In general, however, it requires the creation of a similar boilerplate
class for each listener type, and that can get oppressive. As it
turns out, it's possible to generate the bytecodes that define simple
classes like GenericActionListener at runtime -- and they can be
generated for any listener interface. The fact that such a class
can be generated at runtime is of particular importance to developers
of IDEs and other tools because it enables event links to be created
between components (classes) that are loaded at run-time -- that
is, those whose listener interfaces aren't known until runtime.
GenericListener: Dynamically Generating
Listener Classes
So far, we've defined a new utility class called GenericActionListener
that can be used to generate a listener interface implemention in
which one listener method dispatches to a method on some target
object. To see how this new class works, you can download and examine
the source files supplied with this article:
The GenericListener.create() method code generates
a "trampoline" listener class, if one doesn't exist already, and
then loads the new class with a custom class loader. The trampoline
class is configured to apply a method that you specify to a target
object. If you take the black-box view of GenericListener.create() ,
then you provide a listener method, a target object, and a target
object method, and the create() method returns a listener
object where the specified listener method calls targetObject.targetMethod(event) .
Here's an example (We're using the a convenient version of the
create() method that allows us to specify string method
names):
ActionListener l = (ActionListener)(GenericListener.create(
ActionListener.class,
"actionPerformed",
myTargetObject,
"myTargetObjectMethod"));
myButton.addActionListener(l);
Here we've created an ActionListener whose actionPerformed()

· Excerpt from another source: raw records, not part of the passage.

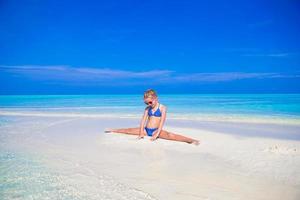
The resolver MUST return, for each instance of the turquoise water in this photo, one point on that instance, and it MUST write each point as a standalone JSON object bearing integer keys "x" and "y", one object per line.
{"x": 23, "y": 176}
{"x": 286, "y": 106}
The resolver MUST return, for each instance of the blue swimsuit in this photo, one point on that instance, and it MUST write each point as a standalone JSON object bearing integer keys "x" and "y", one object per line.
{"x": 157, "y": 113}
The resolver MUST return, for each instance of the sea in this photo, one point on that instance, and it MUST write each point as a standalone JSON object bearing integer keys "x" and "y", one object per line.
{"x": 24, "y": 176}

method calls myTargetObject.myTargetObjectMethod(anActionEvent) .
If the ActionListener interface doesn't contain a method named actionPerformed(),
or if the target object doesn't contain a method named myTargetObjectMethod()
that matches the signature of actionPerformed(),
a runtime exception is thrown. Naturally, the value returned by
the static GenericListener.create() method has to be
cast to the correct listener type, since it can return any type
of listener.
To see a complete program that creates a MouseListener and an
ActionListener, see the Demo.java
example.
This approach has two important advantages of this approach over
the strategy of managing a set of trampoline classes that was described
in the preceding section:
- The internal listener "trampoline" classes are generated automatically
and at runtime. They don't affect download time, and they have
no more effect on the applications working set than a minimal
set of similar hand-written classes would.

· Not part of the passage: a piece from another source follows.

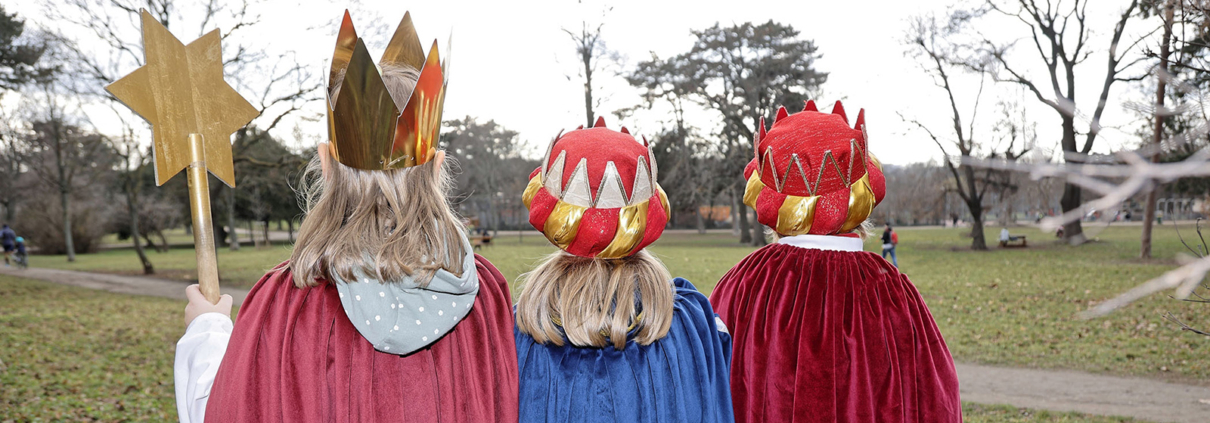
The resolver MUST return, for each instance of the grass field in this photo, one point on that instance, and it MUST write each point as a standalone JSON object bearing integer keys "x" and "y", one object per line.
{"x": 1003, "y": 307}
{"x": 74, "y": 354}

- IDEs and other tools that load classes or components dynamically
can use GenericListener to generate event bindings for listener
interfaces (and event types) that aren't known until run-time.
WARNING:
The GenericListener implementation takes about 2,000 lines of pure
Java programming language code, and most developers will probably
find it moderately difficult to read -- although developers who
have spent quality time with Java compiler implementations, and
who are familiar with the VM (virtual machine) and the class loader,
shouldn't have too much trouble understanding it.

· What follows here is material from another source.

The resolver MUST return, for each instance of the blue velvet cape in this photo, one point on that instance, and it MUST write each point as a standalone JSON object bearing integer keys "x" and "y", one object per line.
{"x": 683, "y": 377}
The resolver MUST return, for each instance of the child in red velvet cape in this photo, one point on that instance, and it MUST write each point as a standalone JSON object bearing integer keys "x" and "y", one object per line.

A variety of simple extensions can be applied to the GenericListener
class itself; for example, it would be easy to add support for having
all listener methods dispatch to the target method. However, our
advice for the rest of the classes is: If you don't like Java compilers,
don't look.
Acknowledgement
The GenericListener class is really just a thin veneer over a
more general-purpose infrastructure for generating arbitrary interface
implementations built by John Rose. John is a member of the Sun/Java
Software Java compiler team. Without his help, we wouldn't have
dared take this work farther than GenericActionListener.